What Works and What Does Not: Lessons From Experience in a Pharmaceutical Company

Computational chemists make two types of contributions in drug research. The traditional contribution is to develop models that predict molecular properties and so provide experimentalists with information that helps them rule out certain compounds before detailed investigation - for example, the investigation can be following up a high-throughput screening hit or synthesizing a new molecule. Our experience suggests that such models are useful, but a corollary utility is the addition of alternative perspective of a computational chemist to the usual composition of a discovery team. This alternative perspective can lead the team to novel discoveries, independent of quantitative models. Although we, computational chemists, show the inadequacy of global models to predict octanol-water log P, pK a , permeability, and bioavailability, scientists continue to use these models. Apparently, they are accurate enough for practical purposes. Computational chemists make a second type of contribution when they devise expert systems that encode knowledge into a computer system.

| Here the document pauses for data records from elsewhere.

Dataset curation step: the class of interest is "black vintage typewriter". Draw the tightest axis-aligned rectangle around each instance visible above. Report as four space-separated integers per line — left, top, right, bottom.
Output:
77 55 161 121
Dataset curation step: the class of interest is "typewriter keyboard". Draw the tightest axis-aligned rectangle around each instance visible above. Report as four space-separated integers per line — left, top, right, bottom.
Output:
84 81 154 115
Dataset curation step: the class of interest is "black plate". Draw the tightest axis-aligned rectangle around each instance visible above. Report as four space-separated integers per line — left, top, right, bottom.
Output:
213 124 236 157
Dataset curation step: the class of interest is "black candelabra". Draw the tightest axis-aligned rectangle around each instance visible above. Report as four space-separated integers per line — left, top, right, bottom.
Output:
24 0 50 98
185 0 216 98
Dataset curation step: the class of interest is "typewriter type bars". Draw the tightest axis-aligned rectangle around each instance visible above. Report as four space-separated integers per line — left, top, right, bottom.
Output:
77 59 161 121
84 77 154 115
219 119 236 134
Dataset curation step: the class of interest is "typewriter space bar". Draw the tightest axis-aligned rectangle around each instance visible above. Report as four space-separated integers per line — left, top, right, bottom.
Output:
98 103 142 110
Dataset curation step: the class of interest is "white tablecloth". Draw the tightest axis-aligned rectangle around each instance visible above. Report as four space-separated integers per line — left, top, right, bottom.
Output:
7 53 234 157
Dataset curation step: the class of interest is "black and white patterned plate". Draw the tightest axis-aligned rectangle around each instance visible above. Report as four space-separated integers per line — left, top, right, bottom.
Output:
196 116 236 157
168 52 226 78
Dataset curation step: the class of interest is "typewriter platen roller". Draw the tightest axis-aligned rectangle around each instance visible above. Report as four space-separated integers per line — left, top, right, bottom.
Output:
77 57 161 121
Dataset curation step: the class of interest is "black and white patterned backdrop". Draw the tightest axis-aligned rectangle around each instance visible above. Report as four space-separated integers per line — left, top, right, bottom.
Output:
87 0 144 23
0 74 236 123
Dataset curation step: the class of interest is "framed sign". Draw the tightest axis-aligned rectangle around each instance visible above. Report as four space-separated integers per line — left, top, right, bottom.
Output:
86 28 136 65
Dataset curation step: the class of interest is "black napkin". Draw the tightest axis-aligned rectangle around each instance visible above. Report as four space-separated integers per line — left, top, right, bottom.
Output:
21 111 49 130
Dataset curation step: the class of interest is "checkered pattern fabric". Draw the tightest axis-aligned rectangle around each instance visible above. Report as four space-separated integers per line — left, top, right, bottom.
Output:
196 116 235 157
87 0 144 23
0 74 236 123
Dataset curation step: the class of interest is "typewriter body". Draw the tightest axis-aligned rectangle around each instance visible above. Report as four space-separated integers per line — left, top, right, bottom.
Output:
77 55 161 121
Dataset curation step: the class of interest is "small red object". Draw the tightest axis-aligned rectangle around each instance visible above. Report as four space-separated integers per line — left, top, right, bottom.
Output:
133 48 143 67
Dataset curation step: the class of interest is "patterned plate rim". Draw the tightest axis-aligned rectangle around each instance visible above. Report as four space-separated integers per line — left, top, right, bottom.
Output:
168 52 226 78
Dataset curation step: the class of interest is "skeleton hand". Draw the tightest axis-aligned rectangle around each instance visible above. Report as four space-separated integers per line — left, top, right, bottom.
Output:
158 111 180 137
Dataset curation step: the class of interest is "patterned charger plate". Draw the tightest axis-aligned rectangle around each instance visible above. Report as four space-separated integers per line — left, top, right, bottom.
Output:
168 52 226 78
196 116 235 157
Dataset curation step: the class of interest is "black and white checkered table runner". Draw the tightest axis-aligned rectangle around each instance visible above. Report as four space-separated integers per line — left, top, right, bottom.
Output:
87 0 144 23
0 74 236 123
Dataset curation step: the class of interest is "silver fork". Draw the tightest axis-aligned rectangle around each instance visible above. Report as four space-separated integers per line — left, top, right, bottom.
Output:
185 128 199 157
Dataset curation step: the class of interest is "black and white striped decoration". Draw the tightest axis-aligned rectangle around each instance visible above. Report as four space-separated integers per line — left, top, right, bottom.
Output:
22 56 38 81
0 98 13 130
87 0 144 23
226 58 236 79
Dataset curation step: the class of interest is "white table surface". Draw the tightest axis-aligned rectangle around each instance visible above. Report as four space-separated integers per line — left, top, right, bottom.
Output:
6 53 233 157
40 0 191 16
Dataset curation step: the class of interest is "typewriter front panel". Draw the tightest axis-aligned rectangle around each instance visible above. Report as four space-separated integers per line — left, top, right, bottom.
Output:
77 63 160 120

An example of the latter is our development of red and yellow structure alerts that suggest that a compound might be reactive or unstable (red alert) or contain unattractive functional groups (yellow alert). These expert systems are not derived from traditional quantitative modeling techniques, nor can they be. Nonetheless, our experience had been that scientists make heavy use of such computer programs and take a responsibility for suggesting improvements in the rules. Experience suggests that computational chemists make the largest impact when they focus on solving the specific problems faced by their experimentalist colleagues.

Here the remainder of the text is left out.